Thursday, May 8, 2014

Village of Hope, By the River, 13 Sins in Thai cinemas

There are two interesting limited releases of indie films in Bangkok cinemas today, plus a pair of wider releases, including a Hollywood remake of a Thai film.

The indie efforts are the black-and-white rural drama Village of Hope and the documentary By the River. The remake is 13 Sins – Hollywood's long-in-the-works treatment of 2006's 13 Game Sayong. And there's a special-effects-laden fantasy, Spirits War.

At the Lido in Siam Square, Boonsong "Sueb" Nakphoo has another hardscrabble story of contemporary rural life in his native rural Sukhothai Province – Village of Hope (วังพิกุล, Wangphikul) – a sequel to his 2010 effort Poor People the Great.

In between those two films, Boonsong did the ambitious Four Stations, a 2012 compilation of four short stories by noted Thai authors. It won a jury prize at last year's Deauville Asian Film Festival.

With Village of Hope, which premiered at last year's Mumbai Film Festival, Boonsong further hones his craft, presenting the succinct tale in black and white. The story follows Sorn, a somber young soldier on leave who returns home to Wangphikul. He feels ill-at-ease as he reaquaints himself to the village’s slow pace and the struggles of his impoverished relatives, who all live in a tight-knit collection of rustic wooden houses. Boyhood has slipped away and the reality of adulthood is looming for young Sorn.

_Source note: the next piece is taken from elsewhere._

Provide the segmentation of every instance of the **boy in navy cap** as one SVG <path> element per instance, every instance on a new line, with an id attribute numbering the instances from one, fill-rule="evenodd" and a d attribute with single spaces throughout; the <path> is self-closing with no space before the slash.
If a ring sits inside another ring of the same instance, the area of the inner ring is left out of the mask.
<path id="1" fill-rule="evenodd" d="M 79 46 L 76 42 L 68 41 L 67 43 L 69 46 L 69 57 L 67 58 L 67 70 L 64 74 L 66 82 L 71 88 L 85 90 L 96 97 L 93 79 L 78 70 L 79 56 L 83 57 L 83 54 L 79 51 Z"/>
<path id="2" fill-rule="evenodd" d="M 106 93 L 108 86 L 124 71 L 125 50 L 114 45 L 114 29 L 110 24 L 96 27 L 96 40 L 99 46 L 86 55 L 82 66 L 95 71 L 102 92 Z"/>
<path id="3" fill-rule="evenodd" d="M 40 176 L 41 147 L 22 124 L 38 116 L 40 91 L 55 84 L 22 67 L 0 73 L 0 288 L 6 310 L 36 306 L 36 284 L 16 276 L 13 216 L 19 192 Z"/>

Village of Hope screens at 6.30 nightly until May 14 at the Lido in Siam Square, with post-screening talks by the director and his crew.

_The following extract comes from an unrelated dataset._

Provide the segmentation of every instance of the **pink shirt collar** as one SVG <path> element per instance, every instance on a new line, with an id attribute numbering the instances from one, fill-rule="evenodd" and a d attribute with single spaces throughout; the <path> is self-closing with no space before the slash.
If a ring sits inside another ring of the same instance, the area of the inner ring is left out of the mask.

Check out the trailer, embedded below.



By the River (สายน้ำติดเชื้อ, Sai Nam Tid Shoer) is screening at the SF World Cinema at CentralWorld and at the SFX Maya Chiang Mai, with shows at around 4 and 8 daily.

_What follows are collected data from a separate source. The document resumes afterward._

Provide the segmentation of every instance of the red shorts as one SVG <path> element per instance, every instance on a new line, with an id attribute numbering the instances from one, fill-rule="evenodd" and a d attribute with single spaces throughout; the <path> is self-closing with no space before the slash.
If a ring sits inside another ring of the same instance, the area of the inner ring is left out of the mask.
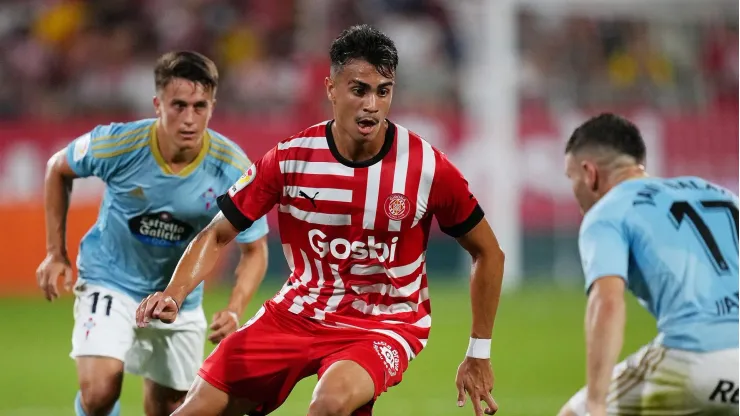
<path id="1" fill-rule="evenodd" d="M 401 382 L 408 358 L 393 338 L 336 328 L 295 315 L 267 301 L 241 329 L 206 358 L 198 375 L 232 397 L 259 403 L 255 415 L 277 409 L 303 378 L 319 379 L 341 360 L 361 365 L 375 383 L 373 400 L 354 415 L 372 414 L 377 397 Z"/>

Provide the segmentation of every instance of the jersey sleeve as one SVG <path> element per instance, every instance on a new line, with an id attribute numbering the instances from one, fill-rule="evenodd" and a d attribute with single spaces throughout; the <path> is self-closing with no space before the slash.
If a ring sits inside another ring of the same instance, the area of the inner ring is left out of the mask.
<path id="1" fill-rule="evenodd" d="M 587 293 L 601 277 L 619 276 L 627 282 L 629 241 L 620 221 L 608 218 L 584 220 L 578 248 Z"/>
<path id="2" fill-rule="evenodd" d="M 445 234 L 462 237 L 481 222 L 483 209 L 470 192 L 463 174 L 447 156 L 435 153 L 437 167 L 429 193 L 429 207 Z"/>
<path id="3" fill-rule="evenodd" d="M 114 169 L 116 158 L 104 152 L 95 152 L 92 148 L 92 141 L 98 130 L 95 128 L 83 134 L 67 146 L 67 163 L 81 178 L 97 176 L 107 181 Z"/>
<path id="4" fill-rule="evenodd" d="M 218 197 L 218 207 L 237 230 L 244 231 L 278 203 L 282 190 L 283 176 L 275 147 Z"/>

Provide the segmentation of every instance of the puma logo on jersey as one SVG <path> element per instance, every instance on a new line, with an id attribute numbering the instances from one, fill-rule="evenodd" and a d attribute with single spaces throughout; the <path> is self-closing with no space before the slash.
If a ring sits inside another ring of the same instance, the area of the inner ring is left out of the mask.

Directed by Nontawat Numbenchapol, who follows up his Thai-Cambodian border doc Boundary, By the River looks at the hardships in a Karen village in Kanchanaburi where lead mining has contaminated the creek that used to be the community's lifeblood.

Concentrating mainly on the villagers, the film only briefly refers to the legal wrangling over the Klity Creek case, which stretched on for more than a decade. Though a verdict last year ordered a clean-up, it's going to be a massive effort, covering some 19 kilometers of waterway. It doesn't seem like the damage will ever be truly undone.

Nontawat recently returned to the village to stage a special outdoor screening for the residents.

Worth mentioning at this point is an effort to bring clean water to the village being undertaken by the Enlawthai Foundation.

By the River won a special mention at last year’s Locarno Film Festival and also screened at the 11th World Film Festival of Bangkok. It's been picked up by the new Thai indie outfit Mosquito Films Distribution and was part of the recent ChopShots festival in Jakarta.

Shows are at 4 and 8 daily at SFW CentralWorld and SFX Maya Chiang Mai. Check out the trailer, embedded below.



13 Sins comes eight years after there was first word of a Hollywood remake of 2006's 13 Beloved. The slick, tension-filled drama had Terrence Sukosol Clapp as a down-on-his luck band-instrument salesman receiving a series of mysterious phone calls promising him increasing rewards for completing 13 increasingly sinister and dangerous tasks. Also called 13 Game Sayong and 13: Game of Death, the original film was directed by Chookiat Sakveerakul and was based on a comic by Eakasit Thairatana.

Daniel Stamm (The Last Exorcism) directs this new version, which at one time bore the title Angry Little God. Mark Webber stars as the salesman, with Devon Graye, Tom Bower, Rutina Wesley, Pruit Taylor Vince and Ron Perlman. Critical reception is surprisingly even, with some critics actually liking it. I wonder if they ever saw the original? Meanwhile, I wonder if Chookiat's stuck-in-development-hell sequel 14 Beyond will ever materialize?

Finally, there's a new mainstream-industry Thai film this week, Spirits War (ไพรดิบ, Prai Dib). It's a special-effects-laden fantasy starring Akara Amarttayakul as a spirit hunter contending with demons and evil priests. Pisut Praesangeam, who earlier this year did She Devil (รักเราเขย่าขวัญ, Rak Rao Khayao Khwan) and the 2008 comedy Super Hap, directs.